To whom, then, is Greene talking? In part two—“The Methods and Materials of the 18th-Century Cabinetmaker”—phrases like “can be used to” or “it is easier to” read like a manual for woodworkers. His five appendixes are: wood and wood movement, a list of period publications, resins, colorants, and finishes. He advocates (p. 178) leaving the turner’s pattern uncut, and transferring the design to the turning blank from a drawing on wood. But was that period practice? I doubt an eighteenth-century turner transferred the pattern as depicted in the illustrations. I suspect the turner cut out his flat pattern and then worked the wood largely by eye. Greene’s illustrated caliper-check would strike him as strange, wasteful, and superfluous.
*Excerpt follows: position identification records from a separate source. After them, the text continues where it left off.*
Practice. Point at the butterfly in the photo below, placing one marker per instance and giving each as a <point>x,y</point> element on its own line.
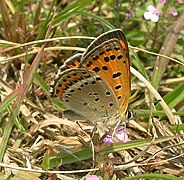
<point>95,85</point>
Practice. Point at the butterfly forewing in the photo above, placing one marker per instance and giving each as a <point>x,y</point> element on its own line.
<point>110,60</point>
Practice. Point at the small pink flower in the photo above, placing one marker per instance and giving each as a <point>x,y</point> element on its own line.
<point>174,12</point>
<point>92,177</point>
<point>152,13</point>
<point>129,15</point>
<point>120,133</point>
<point>163,1</point>
<point>107,139</point>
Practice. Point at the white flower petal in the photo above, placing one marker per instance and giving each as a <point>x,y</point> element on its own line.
<point>151,8</point>
<point>154,18</point>
<point>147,15</point>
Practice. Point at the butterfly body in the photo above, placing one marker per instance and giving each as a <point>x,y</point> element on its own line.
<point>96,84</point>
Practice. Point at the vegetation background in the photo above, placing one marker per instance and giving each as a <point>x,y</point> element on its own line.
<point>36,37</point>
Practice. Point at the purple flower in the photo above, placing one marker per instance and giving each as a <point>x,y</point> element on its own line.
<point>120,133</point>
<point>92,177</point>
<point>108,139</point>
<point>152,13</point>
<point>174,12</point>
<point>163,1</point>
<point>129,15</point>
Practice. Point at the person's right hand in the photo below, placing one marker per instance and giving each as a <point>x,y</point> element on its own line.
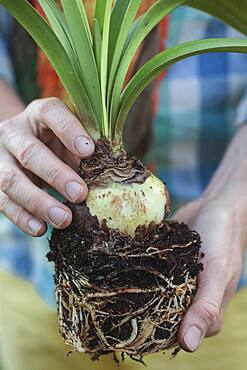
<point>41,147</point>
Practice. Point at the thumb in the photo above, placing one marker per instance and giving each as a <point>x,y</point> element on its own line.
<point>205,310</point>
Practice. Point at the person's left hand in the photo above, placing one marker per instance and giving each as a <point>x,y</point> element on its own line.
<point>223,235</point>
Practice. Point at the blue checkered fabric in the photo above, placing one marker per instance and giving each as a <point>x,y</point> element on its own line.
<point>202,101</point>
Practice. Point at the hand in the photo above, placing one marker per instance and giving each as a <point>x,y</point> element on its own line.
<point>223,234</point>
<point>42,146</point>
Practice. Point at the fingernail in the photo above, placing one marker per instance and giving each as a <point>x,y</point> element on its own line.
<point>57,215</point>
<point>84,146</point>
<point>193,338</point>
<point>73,190</point>
<point>34,226</point>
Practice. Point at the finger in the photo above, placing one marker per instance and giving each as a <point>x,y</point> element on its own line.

Part two does not explain the product or period crafts to the connoisseur.
If not part two, then perhaps part three—“Examples of Style and Structure”—with its text, color illustrations, and exploded drawings might explain the craftsman’s point of view. Alas, the first piece, a chest with drawers, appears in blurred color, its maple surface reworked and, as Greene says, “probably painted originally.” Then why choose it for color reproduction? The one-inch square drawing above the text is so tiny and light that it offers no assistance to the reader of the text below. The reader must turn the page to find its full-page drawing—opposite text on a dressing table. The dressing table’s structural notes also share the page with a one-inch drawing, leaving its full-sized drawing opposite another fuzzy photo on the next two pages. Part three is thus poorly designed and, at least in my copy, includes some poor color reproductions. The drawings in their large manifestations, however, are wonderful.
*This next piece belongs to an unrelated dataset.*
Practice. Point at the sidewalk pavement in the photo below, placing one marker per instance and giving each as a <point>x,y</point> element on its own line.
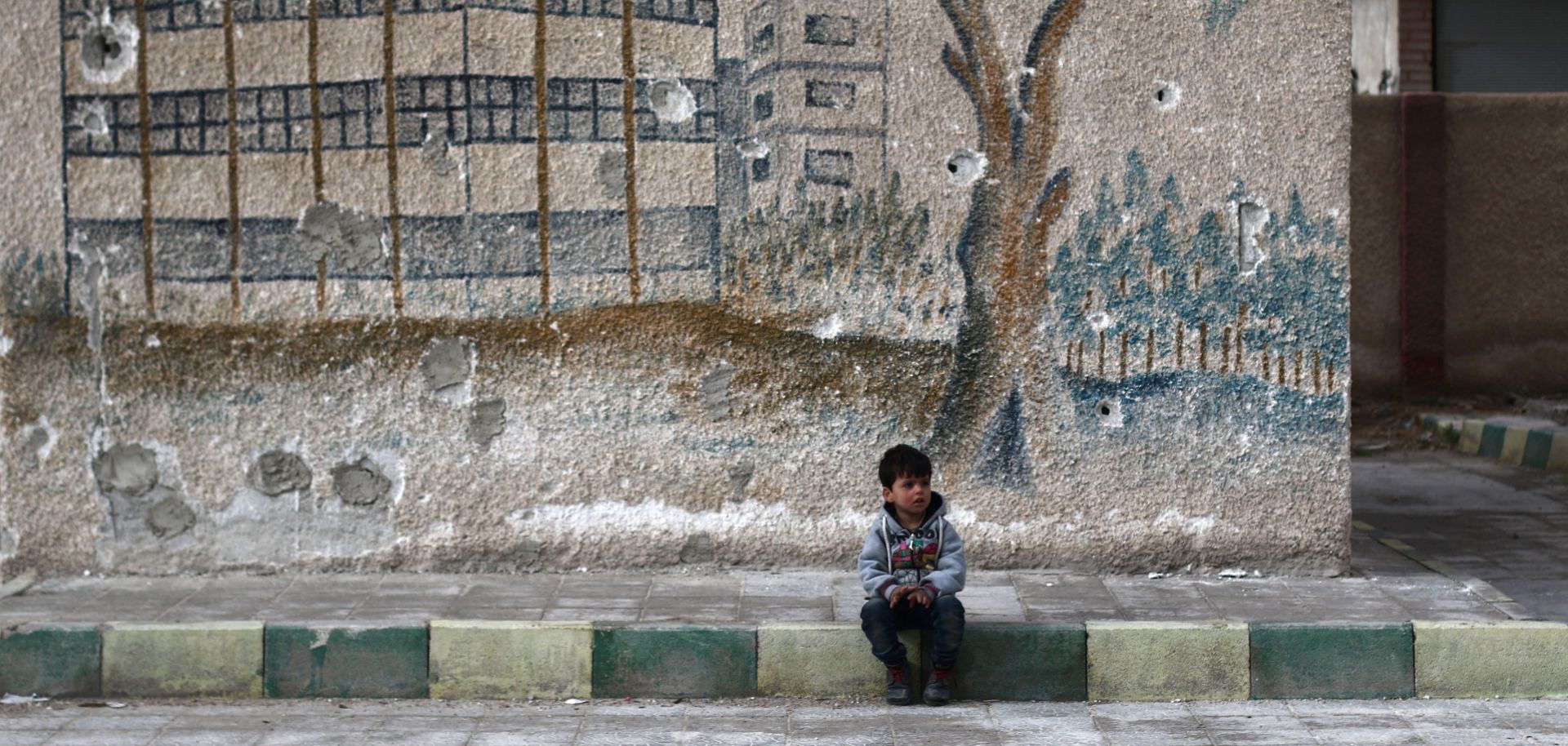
<point>737,596</point>
<point>1472,517</point>
<point>1399,624</point>
<point>794,723</point>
Many of the illustrations are very good; most drawings are clear and have excellent graphic explanations. (A Henry Sargent painting on p. 102 is printed in reverse.) The time-line endpapers are a fine idea, but the American line (the others are English and French) could use more than six illustrations for two hundred years.
The book makes good use of sidebars, some of which are clear and concise. One has important design points of furniture styles, another clarifies style names, and one lists the time required to build furniture (unfortunately restricted to the federal era). One drawn sidebar depicts ball-and-claw foot variations; another, federal card table shapes. Some sidebars, however, seem superfluous: for example, Chippendale and the law (the Englishman and English customs law), and French polishing, which Greene notes was first described in print in 1825, well after the eighteenth century. Chapter six of part one is entitled “Revisiting Ancient Splendor: American Empire (1810–1830),” going well beyond the parameters of the book’s title. This publication just attempts too many things.
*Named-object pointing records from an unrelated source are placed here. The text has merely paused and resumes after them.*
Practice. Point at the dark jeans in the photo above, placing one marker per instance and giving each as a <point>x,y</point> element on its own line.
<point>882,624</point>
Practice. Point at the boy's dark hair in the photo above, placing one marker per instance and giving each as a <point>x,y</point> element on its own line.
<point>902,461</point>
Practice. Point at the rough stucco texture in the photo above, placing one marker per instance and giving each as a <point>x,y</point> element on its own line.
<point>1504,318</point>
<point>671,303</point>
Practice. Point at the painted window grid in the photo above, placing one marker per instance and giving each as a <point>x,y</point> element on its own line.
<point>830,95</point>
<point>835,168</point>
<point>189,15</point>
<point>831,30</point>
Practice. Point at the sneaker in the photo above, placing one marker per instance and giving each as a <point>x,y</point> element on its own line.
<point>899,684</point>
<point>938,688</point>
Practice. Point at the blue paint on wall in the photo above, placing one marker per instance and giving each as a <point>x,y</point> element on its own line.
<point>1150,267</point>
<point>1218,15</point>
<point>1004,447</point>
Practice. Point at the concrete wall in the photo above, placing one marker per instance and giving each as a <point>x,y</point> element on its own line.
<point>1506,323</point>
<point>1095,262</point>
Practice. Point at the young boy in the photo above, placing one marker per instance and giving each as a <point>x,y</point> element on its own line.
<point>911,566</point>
Greene is not for the reader of American Furniture. If I belabor its problems, I do so to make clear why I do not recommend it for students. We need an exhibition and catalogue on eighteenth-century cabinetmaking for museum-goers curious about how objects were made and to show the relationship of aesthetics to craft. By comparing similar objects (for example, glue-blocked case bottoms and facades), viewers could discover the same hand at work on two objects and a variety of shops at work on lookalikes. We also need more exploded models, such as those Allan Breed made for the “Portsmouth Furniture: Masterworks from the New Hampshire Seacoast” exhibition in 1993. The exploded drawings in Greene’s book are its strongest asset.
I am giving this book to a friend (who will enjoy it) who repairs antique furniture and will love the drawings, and who can readily find connoisseurship elsewhere in his library. We still need the book Greene promised.
Myrna Kaye
Lexington, Massachusetts
If I seem unfair in mentioning lids on joined chests and framed house construction in a review of a book on eighteenth-century furniture, note that Greene’s first chapter covers 1607–1690 under the rubric “Prelude to Change.”